Data Scientist, Part 1

22 October 2012

I want to be able to find data, analyze it, and turn it into meaning. Anywhere. Any time. I want to become a data scientist.

The term “data scientist” is not well defined. Many people try to define it precisely. This is ironic, because a huge part of the job is to use data to find knowledge and to measure uncertainty. For all of these people with definitions, I ask: where is your data?

Luckily, there is some agreement about what data scientists do and know. Armed with that basic information, I started studying. I learn the most when I scatter-gather.

Scatter

First, I read a lot of books and blog posts. I watched videos. I started learning different tools and libraries.

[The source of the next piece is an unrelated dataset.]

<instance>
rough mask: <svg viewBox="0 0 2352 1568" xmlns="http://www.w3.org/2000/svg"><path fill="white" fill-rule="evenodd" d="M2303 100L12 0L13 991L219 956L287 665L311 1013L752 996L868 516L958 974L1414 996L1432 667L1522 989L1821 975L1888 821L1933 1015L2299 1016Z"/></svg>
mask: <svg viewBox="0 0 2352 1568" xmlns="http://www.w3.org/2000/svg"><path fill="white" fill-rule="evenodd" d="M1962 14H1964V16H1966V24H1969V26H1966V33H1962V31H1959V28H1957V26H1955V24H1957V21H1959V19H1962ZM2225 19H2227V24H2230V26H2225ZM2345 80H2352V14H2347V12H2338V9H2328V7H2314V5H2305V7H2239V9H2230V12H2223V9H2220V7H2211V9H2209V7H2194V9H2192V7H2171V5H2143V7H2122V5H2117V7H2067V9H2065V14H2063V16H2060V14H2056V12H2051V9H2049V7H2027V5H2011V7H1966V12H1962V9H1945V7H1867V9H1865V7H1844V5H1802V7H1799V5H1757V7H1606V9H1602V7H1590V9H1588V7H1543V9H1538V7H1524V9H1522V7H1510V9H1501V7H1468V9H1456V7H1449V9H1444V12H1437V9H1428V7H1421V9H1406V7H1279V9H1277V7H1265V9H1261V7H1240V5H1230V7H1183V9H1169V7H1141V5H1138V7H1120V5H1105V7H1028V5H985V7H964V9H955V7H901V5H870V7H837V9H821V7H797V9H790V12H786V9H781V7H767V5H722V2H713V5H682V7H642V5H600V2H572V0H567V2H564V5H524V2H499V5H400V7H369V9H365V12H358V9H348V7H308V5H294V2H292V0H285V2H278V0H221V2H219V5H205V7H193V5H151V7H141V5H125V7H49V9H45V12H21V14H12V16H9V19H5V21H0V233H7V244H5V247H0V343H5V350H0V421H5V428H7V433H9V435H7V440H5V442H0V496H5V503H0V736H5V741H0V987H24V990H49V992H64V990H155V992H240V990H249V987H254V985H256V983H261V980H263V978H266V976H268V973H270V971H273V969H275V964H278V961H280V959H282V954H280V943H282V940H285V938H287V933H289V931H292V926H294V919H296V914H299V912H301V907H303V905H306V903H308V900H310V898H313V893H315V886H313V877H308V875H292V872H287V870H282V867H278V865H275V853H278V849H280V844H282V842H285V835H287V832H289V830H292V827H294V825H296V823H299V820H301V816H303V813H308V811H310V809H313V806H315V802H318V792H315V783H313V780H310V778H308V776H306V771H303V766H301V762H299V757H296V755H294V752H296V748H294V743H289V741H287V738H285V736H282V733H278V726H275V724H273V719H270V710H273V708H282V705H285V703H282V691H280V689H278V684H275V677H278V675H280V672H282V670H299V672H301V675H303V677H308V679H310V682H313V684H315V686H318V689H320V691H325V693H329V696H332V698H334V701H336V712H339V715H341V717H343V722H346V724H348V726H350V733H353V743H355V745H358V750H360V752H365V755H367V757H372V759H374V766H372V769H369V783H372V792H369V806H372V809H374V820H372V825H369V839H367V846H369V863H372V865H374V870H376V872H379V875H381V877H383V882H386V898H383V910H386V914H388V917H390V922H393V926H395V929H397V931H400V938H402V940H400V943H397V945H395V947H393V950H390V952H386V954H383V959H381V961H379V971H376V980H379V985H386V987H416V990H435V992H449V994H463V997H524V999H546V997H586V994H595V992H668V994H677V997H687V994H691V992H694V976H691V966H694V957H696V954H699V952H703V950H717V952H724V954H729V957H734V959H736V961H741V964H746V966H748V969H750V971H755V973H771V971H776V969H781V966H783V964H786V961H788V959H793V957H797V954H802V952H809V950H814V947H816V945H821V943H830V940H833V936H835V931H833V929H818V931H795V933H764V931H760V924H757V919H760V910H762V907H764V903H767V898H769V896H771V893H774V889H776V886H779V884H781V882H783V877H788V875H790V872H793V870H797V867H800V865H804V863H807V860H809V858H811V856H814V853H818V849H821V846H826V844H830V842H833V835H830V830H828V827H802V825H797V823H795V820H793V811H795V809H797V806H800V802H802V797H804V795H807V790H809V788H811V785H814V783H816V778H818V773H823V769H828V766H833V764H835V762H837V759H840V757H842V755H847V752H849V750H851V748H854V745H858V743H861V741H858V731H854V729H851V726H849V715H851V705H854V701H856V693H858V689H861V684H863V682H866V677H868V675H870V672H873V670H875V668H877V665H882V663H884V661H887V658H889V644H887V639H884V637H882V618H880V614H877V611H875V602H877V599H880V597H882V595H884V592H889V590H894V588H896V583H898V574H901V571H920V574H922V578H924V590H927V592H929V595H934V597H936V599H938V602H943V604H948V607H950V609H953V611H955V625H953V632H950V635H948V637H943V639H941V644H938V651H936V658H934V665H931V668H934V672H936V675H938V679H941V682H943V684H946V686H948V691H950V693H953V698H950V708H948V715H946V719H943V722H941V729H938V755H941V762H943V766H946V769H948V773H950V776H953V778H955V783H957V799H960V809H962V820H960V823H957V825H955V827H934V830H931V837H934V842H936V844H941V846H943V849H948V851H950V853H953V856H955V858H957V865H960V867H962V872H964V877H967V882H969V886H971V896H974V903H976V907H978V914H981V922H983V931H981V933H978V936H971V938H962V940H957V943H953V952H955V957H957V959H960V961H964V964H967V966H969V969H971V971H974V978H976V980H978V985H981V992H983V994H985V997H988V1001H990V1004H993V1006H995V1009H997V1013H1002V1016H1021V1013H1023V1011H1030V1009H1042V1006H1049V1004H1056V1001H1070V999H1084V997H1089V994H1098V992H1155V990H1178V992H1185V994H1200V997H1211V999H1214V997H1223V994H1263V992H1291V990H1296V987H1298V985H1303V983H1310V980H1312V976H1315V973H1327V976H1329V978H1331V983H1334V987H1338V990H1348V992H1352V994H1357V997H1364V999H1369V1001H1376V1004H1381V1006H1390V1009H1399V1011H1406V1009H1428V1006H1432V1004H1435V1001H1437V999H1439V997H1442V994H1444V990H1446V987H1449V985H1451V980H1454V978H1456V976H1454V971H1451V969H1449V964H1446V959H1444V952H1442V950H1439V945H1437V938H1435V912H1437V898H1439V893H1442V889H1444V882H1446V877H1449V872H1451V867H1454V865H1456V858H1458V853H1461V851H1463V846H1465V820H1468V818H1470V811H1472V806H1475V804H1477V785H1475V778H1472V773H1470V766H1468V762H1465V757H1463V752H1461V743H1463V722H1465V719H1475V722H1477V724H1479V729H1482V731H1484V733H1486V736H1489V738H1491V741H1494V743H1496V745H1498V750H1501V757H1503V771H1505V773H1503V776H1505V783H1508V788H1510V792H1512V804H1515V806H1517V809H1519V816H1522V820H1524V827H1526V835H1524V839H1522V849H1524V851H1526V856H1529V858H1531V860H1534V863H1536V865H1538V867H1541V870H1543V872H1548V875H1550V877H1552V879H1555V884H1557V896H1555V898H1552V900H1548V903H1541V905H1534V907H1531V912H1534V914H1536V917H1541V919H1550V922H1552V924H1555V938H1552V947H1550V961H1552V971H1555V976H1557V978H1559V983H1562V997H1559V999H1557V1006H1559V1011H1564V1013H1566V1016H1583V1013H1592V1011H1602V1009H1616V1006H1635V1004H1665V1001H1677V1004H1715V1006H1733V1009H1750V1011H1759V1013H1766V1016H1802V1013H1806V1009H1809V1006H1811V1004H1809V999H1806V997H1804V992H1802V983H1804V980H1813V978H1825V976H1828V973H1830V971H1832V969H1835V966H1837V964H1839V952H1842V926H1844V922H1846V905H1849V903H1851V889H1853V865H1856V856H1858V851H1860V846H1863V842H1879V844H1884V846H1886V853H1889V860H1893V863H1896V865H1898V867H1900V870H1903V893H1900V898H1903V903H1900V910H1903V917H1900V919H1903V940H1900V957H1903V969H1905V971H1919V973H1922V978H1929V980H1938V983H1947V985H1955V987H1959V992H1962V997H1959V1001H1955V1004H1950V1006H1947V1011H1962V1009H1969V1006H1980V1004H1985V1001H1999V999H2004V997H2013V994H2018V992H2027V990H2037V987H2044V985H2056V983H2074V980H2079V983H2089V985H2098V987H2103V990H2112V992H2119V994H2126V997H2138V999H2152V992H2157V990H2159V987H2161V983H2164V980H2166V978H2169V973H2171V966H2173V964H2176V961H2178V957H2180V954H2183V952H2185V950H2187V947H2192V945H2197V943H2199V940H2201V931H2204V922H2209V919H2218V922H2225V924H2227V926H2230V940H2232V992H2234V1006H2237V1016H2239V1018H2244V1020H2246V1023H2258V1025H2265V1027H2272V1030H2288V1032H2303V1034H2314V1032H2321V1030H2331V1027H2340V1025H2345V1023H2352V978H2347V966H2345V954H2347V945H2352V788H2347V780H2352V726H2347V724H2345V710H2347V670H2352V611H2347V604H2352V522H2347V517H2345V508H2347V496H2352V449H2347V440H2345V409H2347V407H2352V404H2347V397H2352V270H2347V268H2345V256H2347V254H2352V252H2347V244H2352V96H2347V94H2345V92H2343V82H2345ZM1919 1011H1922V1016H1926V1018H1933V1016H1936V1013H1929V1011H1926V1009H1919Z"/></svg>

The whole time I was careful to take notes, looking for similarities, for patterns, for connections between topics. Who are the key people in each field? What are the most popular concepts, and tools? What lessons and warnings keep cropping up?

Some common skills and tools emerged:

Skill	Popular Tool
Statistics	R. Python. SciPy. NumPy
Programming / Scripting	Python. Java. Ruby. Regular expressions.
Working at scale (“big data”)	Hadoop. Hive. Pig. HBase. Impala
Infrastructure	Linux. AWS
Visualization	Tableau. ggplot2. D3.js
Storytelling	N/A
Domain knowledge	N/A
Linear algebra	R. Python.
Machine learning	R. Python. Mahout.
RDBMS	SQL queries. MySQL. PostgreSQL. SQL Server.
NoSQL	Mongo. Cassandra. Redis
Files	Log parsing. Regular expressions.

Gather

After collecting all of this information, I puzzled through what the data meant. The most common lessons are:

Machine learning techniques (ML) is immensely powerful. Using ML tools is quite easy. Understanding why they work and how they work is hard.
There are hundreds of ways to analyze data. Data scientists must quickly determine which approach(es) are relevant and which are not.
Compared with other disciplines, data science does not have the same depth of common knowledge or training. Object-oriented programming or data warehousing are mature disciplines. Data science is very young. Therefore, judgment is key.
Learn by doing. Pick a question. Find some data. Do some analysis. Communicate it. Reflect. Repeat.
Learn from your mistakes.
Learn from other people’s mistakes
Some of the brightest data scientists speak publicly, have blogs, and are on Twitter. Learn from them.
This is serious work, but also a lot of fun. Enjoy yourself.

The more I learn about this work, the more I love it.